What makes this story especially compelling is not just the technical cleverness but the cultural shift it signals inside large, international research collaborations. Tokens and automated token refresh alter who can submit jobs, what those jobs can access, and how quickly the results can be produced. It’s a governance model as much as a software one: it requires explicit definitions of roles, experiments, and data access scopes, all codified in a machine-readable form. The result isn’t just safer computing; it’s more deliberate collaboration—faster onboarding of new experiments, clearer data stewardship, and a more auditable history of how results were generated. When the grid is the lifeblood of physics—from the raw detector streams to the models that interpret them—this is the kind of modernization that can actually bend the curve of scientific progress.
Looking ahead, Fermilab’s path hints at a broader migration in large-scale research infrastructure. The token-based approach has already inspired discussion about open standards, better cross-site interoperability, and even lessons for industries that run their own distributed compute networks. The paper notes the potential for open-source forks around the Vault ecosystem, signaling a readiness to share the burdens and the breakthroughs. If the scientific community embraces this model, we may see more labs adopting token-based security not as a niche enhancement but as a standard enabling safer, more agile collaboration across institutions, disciplines, and borders. In that sense, Fermilab’s experiment with tokens is less about technology alone and more about building a resilient trust fabric for science in the 21st century.

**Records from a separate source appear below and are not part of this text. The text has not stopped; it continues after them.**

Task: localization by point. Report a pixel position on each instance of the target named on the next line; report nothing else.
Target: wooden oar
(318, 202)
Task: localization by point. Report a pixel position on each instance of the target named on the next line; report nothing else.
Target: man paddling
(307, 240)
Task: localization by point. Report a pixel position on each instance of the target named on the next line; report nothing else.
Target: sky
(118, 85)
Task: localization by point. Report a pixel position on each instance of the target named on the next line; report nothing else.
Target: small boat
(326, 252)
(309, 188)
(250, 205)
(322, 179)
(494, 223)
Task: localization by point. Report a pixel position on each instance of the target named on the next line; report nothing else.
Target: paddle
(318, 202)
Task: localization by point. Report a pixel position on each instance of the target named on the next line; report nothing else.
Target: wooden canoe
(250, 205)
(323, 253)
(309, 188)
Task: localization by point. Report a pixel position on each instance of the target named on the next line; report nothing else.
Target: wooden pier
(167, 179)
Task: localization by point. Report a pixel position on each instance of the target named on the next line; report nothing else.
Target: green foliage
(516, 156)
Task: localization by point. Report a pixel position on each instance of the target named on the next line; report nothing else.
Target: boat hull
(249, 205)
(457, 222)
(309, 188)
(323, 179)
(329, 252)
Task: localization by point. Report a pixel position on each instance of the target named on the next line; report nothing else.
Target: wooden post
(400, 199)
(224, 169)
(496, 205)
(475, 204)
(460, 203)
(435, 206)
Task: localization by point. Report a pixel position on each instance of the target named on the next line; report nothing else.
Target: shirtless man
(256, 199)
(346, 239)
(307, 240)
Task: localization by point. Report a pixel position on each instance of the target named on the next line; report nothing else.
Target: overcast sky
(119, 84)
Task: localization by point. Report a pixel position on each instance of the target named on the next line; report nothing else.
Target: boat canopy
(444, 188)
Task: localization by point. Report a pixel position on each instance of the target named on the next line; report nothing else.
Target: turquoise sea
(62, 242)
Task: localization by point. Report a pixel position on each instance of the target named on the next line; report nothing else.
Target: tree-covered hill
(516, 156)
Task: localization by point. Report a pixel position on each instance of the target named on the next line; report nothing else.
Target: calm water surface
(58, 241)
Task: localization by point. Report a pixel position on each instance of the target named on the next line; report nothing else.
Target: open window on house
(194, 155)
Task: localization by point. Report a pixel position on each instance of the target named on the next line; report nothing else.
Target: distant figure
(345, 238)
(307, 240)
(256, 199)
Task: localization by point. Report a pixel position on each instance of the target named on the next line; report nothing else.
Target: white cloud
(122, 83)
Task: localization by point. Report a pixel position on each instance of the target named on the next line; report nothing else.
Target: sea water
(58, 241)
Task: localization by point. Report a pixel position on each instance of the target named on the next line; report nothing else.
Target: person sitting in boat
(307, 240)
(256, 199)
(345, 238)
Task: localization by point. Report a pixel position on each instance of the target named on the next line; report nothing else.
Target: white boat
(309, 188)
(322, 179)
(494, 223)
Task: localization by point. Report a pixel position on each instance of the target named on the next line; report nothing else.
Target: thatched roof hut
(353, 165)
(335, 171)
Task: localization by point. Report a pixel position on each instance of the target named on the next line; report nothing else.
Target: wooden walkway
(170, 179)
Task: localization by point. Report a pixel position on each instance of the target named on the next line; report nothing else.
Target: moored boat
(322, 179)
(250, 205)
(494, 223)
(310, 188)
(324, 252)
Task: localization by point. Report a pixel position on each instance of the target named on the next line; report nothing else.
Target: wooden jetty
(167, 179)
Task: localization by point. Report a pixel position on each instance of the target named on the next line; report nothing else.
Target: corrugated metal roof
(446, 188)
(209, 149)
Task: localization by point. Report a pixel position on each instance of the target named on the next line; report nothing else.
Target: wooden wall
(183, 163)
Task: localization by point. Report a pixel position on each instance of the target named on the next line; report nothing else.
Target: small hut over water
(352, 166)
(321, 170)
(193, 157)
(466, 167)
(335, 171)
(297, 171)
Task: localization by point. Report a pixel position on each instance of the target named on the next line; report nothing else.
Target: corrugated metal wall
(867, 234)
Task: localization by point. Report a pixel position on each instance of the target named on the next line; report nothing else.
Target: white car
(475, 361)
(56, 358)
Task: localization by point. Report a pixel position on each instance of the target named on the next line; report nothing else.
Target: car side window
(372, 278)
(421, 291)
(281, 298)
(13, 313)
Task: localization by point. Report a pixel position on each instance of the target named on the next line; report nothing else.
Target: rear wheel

In sum, Fermilab’s transition to token authentication is a quiet revolution under the hood of modern physics research. It shows how a well-orchestrated constellation of tools—FERRY, CILogon, Vault, htgettoken, HTCondor, GlideinWMS, and beyond—can redesign security for a grid that stretches across continents. It’s a reminder that the most transformative upgrades in science aren’t always about the loudest breakthroughs in the lab, but about the everyday reliability of the systems that run the experiments that change our understanding of the universe. And as the authors—led by Dykstra and Altunay—conclude, the work is ongoing, the lessons are being absorbed, and the grid is only going to get faster, safer, and smarter as token-based authentication becomes the new normal for big science.